Monday, June 22, 2009

Peruvian electricity demand; the canary in the coalmine

One of the main problems I have with Peruvian economic statisticians is the amount of bullshit they feed to the market. Today's example is from the Ministry of Energy and Mines (MEM) that trumpeted this morning about its +1.7% YoY rise in electricity production in May 2009.

Production? Why should we care about production when the real important figure is the level of demand? So once again your humble correspondent is forced to wade through the headlines (that are picked up by the lazy journalistic world and spewed out to the tell-me-what-I-want-to-hear brigade) and go a huntin' and a snufflin' for the truly important numbers. And what do we find? Yes indeedy, electricity demand is flat...0.0% YoY, which follows on from the 0.8% drop in demand in April.

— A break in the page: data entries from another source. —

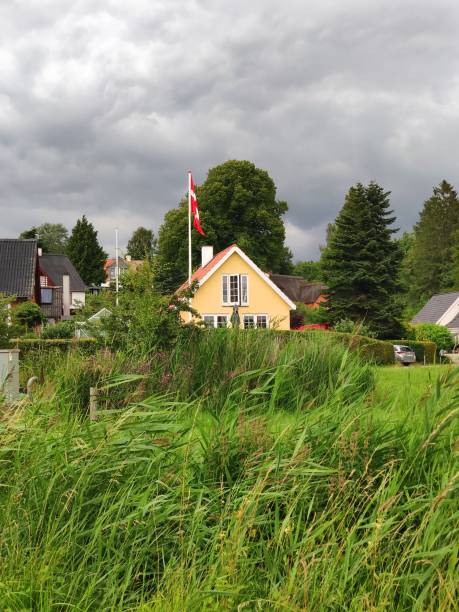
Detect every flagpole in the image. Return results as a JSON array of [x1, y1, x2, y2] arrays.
[[188, 170, 192, 323], [188, 170, 192, 286]]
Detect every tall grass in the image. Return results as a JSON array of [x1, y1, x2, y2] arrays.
[[0, 335, 459, 611]]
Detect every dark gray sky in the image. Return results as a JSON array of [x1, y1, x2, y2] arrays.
[[0, 0, 459, 259]]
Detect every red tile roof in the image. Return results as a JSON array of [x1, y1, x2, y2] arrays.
[[178, 244, 237, 291]]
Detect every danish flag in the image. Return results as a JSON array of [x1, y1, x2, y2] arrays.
[[190, 172, 205, 236]]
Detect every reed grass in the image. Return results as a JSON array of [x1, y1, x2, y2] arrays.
[[0, 334, 459, 611]]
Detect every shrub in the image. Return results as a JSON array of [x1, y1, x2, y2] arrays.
[[414, 323, 454, 351], [11, 302, 45, 330], [334, 319, 375, 338], [41, 321, 75, 340]]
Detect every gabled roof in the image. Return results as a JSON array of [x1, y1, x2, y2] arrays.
[[411, 291, 459, 323], [39, 253, 87, 291], [0, 238, 38, 298], [269, 274, 327, 304], [178, 244, 296, 310]]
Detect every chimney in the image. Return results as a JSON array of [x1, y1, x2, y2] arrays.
[[201, 247, 214, 267], [62, 274, 72, 319]]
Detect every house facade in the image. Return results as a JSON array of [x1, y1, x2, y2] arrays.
[[411, 291, 459, 343], [179, 244, 295, 329]]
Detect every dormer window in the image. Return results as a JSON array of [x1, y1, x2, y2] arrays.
[[222, 274, 249, 306]]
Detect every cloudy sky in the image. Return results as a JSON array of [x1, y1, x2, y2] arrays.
[[0, 0, 459, 259]]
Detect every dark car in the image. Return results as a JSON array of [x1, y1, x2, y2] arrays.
[[394, 344, 416, 365]]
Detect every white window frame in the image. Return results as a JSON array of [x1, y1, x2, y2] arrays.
[[242, 312, 269, 329], [221, 273, 249, 306], [201, 312, 230, 329]]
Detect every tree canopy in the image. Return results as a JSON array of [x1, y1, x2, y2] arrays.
[[322, 182, 401, 337], [412, 181, 459, 298], [127, 227, 154, 259], [19, 223, 69, 253], [66, 215, 107, 285], [157, 160, 291, 290]]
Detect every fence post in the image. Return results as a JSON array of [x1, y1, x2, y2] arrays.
[[89, 387, 99, 421], [26, 376, 38, 400]]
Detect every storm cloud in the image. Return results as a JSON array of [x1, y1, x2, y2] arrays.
[[0, 0, 459, 259]]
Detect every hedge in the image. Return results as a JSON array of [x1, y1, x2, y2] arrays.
[[388, 339, 437, 363], [10, 338, 97, 355]]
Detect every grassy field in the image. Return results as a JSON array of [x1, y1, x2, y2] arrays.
[[0, 334, 459, 612]]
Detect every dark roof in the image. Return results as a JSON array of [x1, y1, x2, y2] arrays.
[[0, 238, 38, 298], [39, 253, 87, 291], [411, 291, 459, 323], [269, 274, 327, 304]]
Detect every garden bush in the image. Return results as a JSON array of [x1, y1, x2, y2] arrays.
[[414, 323, 454, 351]]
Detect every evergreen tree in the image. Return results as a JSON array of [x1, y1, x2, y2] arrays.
[[66, 215, 107, 285], [157, 160, 292, 288], [411, 181, 459, 299], [19, 223, 69, 253], [322, 182, 401, 338], [127, 227, 154, 259]]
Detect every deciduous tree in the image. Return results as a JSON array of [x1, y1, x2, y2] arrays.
[[158, 160, 291, 288], [66, 215, 107, 285]]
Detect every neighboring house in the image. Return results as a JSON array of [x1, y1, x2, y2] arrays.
[[411, 291, 459, 342], [179, 244, 295, 329], [0, 238, 40, 305], [38, 249, 87, 320], [102, 255, 143, 287], [269, 274, 327, 308]]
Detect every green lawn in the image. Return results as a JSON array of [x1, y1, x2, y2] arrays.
[[372, 365, 459, 420]]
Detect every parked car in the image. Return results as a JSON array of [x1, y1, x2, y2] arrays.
[[394, 344, 416, 366]]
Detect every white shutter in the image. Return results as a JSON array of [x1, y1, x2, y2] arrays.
[[241, 274, 249, 306], [222, 274, 229, 304]]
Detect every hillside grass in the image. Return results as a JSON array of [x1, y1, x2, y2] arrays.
[[0, 334, 459, 612]]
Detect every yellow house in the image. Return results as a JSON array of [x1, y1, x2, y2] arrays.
[[179, 244, 295, 329]]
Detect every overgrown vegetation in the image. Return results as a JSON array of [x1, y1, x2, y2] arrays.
[[0, 330, 459, 611]]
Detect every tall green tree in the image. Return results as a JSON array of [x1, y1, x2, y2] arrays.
[[293, 261, 322, 283], [66, 215, 107, 285], [412, 181, 459, 298], [19, 223, 69, 253], [127, 227, 154, 259], [157, 160, 292, 289], [322, 182, 401, 338]]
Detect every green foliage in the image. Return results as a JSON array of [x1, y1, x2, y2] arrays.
[[290, 302, 327, 328], [157, 160, 291, 291], [0, 340, 459, 612], [414, 323, 454, 351], [99, 261, 196, 355], [127, 227, 155, 259], [19, 223, 69, 253], [322, 182, 401, 338], [11, 302, 45, 330], [66, 215, 107, 285], [41, 321, 75, 340], [292, 261, 322, 283], [333, 319, 374, 338], [411, 181, 459, 297]]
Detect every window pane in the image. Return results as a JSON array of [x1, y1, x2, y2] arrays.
[[244, 315, 255, 329], [257, 315, 268, 329], [241, 274, 248, 304], [41, 287, 53, 304], [230, 274, 239, 304]]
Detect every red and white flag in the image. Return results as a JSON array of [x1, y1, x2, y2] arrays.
[[190, 172, 205, 236]]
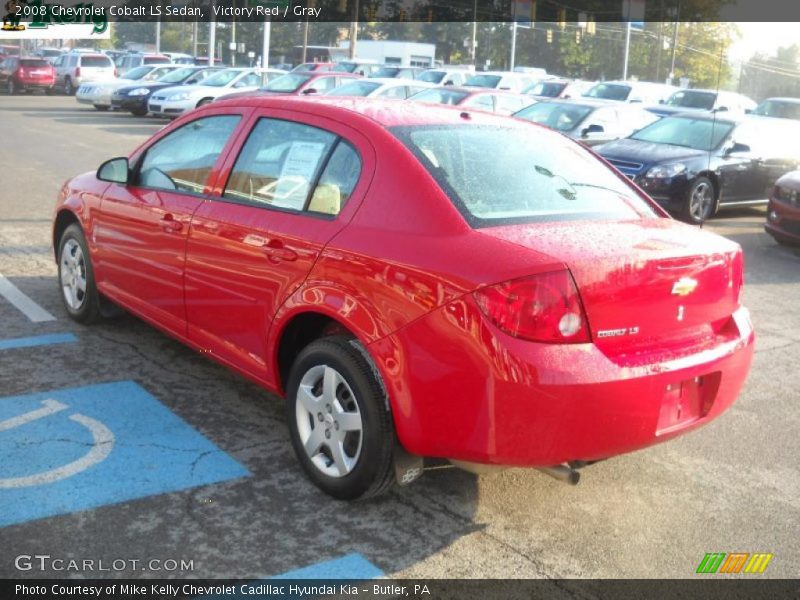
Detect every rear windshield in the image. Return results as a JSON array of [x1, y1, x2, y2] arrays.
[[409, 88, 469, 106], [81, 56, 112, 68], [392, 125, 656, 227], [584, 83, 631, 101], [514, 102, 593, 131], [464, 75, 502, 88]]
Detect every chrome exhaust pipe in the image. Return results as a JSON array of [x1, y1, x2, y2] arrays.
[[536, 465, 581, 485]]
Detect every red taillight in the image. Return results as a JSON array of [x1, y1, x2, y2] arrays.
[[474, 269, 591, 344]]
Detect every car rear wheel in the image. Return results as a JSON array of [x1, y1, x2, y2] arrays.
[[286, 336, 395, 500], [683, 177, 717, 223], [58, 224, 100, 324]]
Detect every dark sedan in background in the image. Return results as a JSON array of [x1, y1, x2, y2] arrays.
[[514, 98, 658, 146], [597, 113, 800, 223], [111, 67, 220, 117]]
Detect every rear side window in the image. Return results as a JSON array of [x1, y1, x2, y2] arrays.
[[81, 56, 112, 67], [138, 115, 240, 194], [392, 125, 656, 227], [223, 119, 361, 215]]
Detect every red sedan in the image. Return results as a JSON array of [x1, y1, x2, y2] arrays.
[[53, 96, 754, 498]]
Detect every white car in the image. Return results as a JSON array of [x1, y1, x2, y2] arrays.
[[75, 65, 179, 110], [147, 68, 286, 118], [325, 77, 437, 100]]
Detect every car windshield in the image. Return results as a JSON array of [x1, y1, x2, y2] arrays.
[[524, 81, 567, 98], [514, 102, 592, 131], [630, 117, 733, 152], [753, 100, 800, 121], [81, 56, 111, 67], [666, 90, 717, 110], [261, 73, 312, 93], [203, 69, 242, 87], [392, 124, 656, 227], [123, 67, 153, 81], [326, 81, 381, 96], [464, 75, 502, 88], [158, 67, 198, 83], [417, 71, 447, 83], [584, 83, 631, 101], [409, 88, 469, 106]]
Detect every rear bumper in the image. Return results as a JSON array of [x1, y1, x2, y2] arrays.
[[764, 198, 800, 244], [370, 297, 754, 466]]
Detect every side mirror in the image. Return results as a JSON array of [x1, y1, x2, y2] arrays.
[[725, 142, 750, 156], [581, 123, 605, 137], [97, 156, 130, 185]]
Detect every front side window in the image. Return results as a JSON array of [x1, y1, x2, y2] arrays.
[[223, 118, 361, 215], [138, 115, 240, 194], [392, 124, 656, 227]]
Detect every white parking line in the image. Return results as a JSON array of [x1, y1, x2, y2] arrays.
[[0, 273, 56, 323]]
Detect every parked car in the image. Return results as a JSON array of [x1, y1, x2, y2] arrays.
[[753, 98, 800, 121], [114, 52, 172, 77], [647, 89, 756, 117], [75, 65, 180, 110], [53, 96, 754, 499], [464, 71, 537, 92], [514, 98, 658, 146], [764, 171, 800, 246], [217, 71, 361, 100], [598, 113, 800, 223], [290, 62, 336, 72], [408, 87, 534, 115], [0, 56, 56, 94], [147, 68, 286, 118], [369, 65, 425, 79], [53, 52, 116, 96], [111, 65, 220, 117], [416, 69, 472, 85], [331, 59, 381, 77], [583, 81, 677, 105], [325, 78, 436, 100]]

Justify FullThe thing with electricity demand is that you can't stockpile it so it really shows what's going on in a country. For sure you can oversupply the market. Pretty simple really; just leave the hydroelectric turbines running overnight on one weekend and you have a +1.7% oversupply. But you can't hide the fact that industry is running dead flat, so once again we get a bullshit headline trying to paper over a simple truth; Peru isn't growing and it matters not one jot what FinMin Liar Carranza forecasts or pontificates about his pie-in-the-sky 3.5% GDP growth. By the look of his recent 19% approval rating it seems the general population can smell his BS, too.